Schwartz, a former journalist, was the opening keynote speaker on April 30 at the Society for Human Resource Management (SHRM) 2012 Talent Management Conference & Exposition, held at the Gaylord National Resort & Convention Center outside Washington, D.C. His company helps individuals and organizations perform better and more sustainably.

“We are not changing as fast as the world is changing,” Schwartz told the more than 1,000 attendees. “Technology is way out ahead of our ability to manage it.”

To meet the rising demands of work and technology, we have to expand our capacity—our energy—for ourselves and our organizations, Schwartz said.

There are four qualities of energy, he said:

  • Physical—the amount of energy. We refuel this source through sleep and rest. Hardly anyone gets enough sleep, Schwartz said.
  • Emotional—the quality of energy. Do we feel positively or negatively toward what we are expending energy on?
  • Mental—the focus of our energy. Schwartz stipulated that people should do one thing at a time—no multi-tasking—for a sustained period of time to see the best results.
  • Spiritual—how expending our energy makes us feel. This is the boost we get when we serve something larger than ourselves, Schwartz said.

The longer people spend in circumstances that drain and do not replenish their energy, the more they acclimate to it. A frog tossed into a pot of boiling water will jump out, Schwartz said, but a frog in a pot of water that is slowly heated will cook. It grows more and more accustomed to untenable circumstances. Like the frog, people who try to satisfy ever-increasing demands by drawing on ever-decreasing energy sources will “become numb to the consequences of the choices you are making,” Schwartz said.

Get In the Zone

To break out of those circumstances, employees and organizations need to learn to work when their energy—dictated by circadian rhythms, or our natural ebb and flow of energy—is high, and to rest and refuel when energy is low. The greater the demand, the greater the need to rest for a sufficient time.

Schwartz defined four zones in which people normally work:

  • Performance—high energy, positive feeling. People here feel empowered, focused, engaged and confident.
  • Survival—high energy, negative feeling. People in this zone are in fight-or-flight mode. They are defensive, fearful and impatient.
  • Burnout—low energy, negative feeling. People here are exhausted, empty and depressed.
  • Recovery—low energy, positive feeling. People in this zone are mellow, peaceful and relaxed.

Optimally, employees should move from performance to recovery throughout the day as their energy levels dictate. Their productivity and efficiency will increase, Schwartz said, as they “intentionally move to the recovery zone when demand gets high.”

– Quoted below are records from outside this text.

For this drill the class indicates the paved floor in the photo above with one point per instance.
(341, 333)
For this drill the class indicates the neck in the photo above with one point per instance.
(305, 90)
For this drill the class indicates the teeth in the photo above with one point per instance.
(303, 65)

“We need to respect renewal and value rest,” Schwartz said. “Most of us move from performance to survival and end up in the burnout zone [when energy is depleted]. We need to enable renewal.”

Clients of his company—including Google, Apple, Kraft and Coca-Cola—have learned that “it’s not about the number of hours you work, it’s the energy you bring to work,” he added. That gives these companies the competitive advantage, bringing out the best performance from their employees, he said.

Turn Off the Technology

Being overwhelmed by e-mail, phone messages, tweets and blog postings is distracting people from their jobs, not facilitating them, Schwartz said. Juggling several tasks doesn’t make you a better performer because your brain isn’t fully engaged in any of them.

“A wealth of information creates a poverty of attention,” said Schwartz, quoting Nobel Prize winner Herbert Simon.

A take-home tip many of the attendees appreciated: Tell your peers and reports that you will be reading e-mails only at certain times of the day. If they need immediate responses, they should call you. Schwartz said in his client companies in which this practice was implemented, e-mail traffic dropped—and no one called. Once people considered the effort involved in picking up the phone, they decided that the problem could wait or they could figure it out themselves.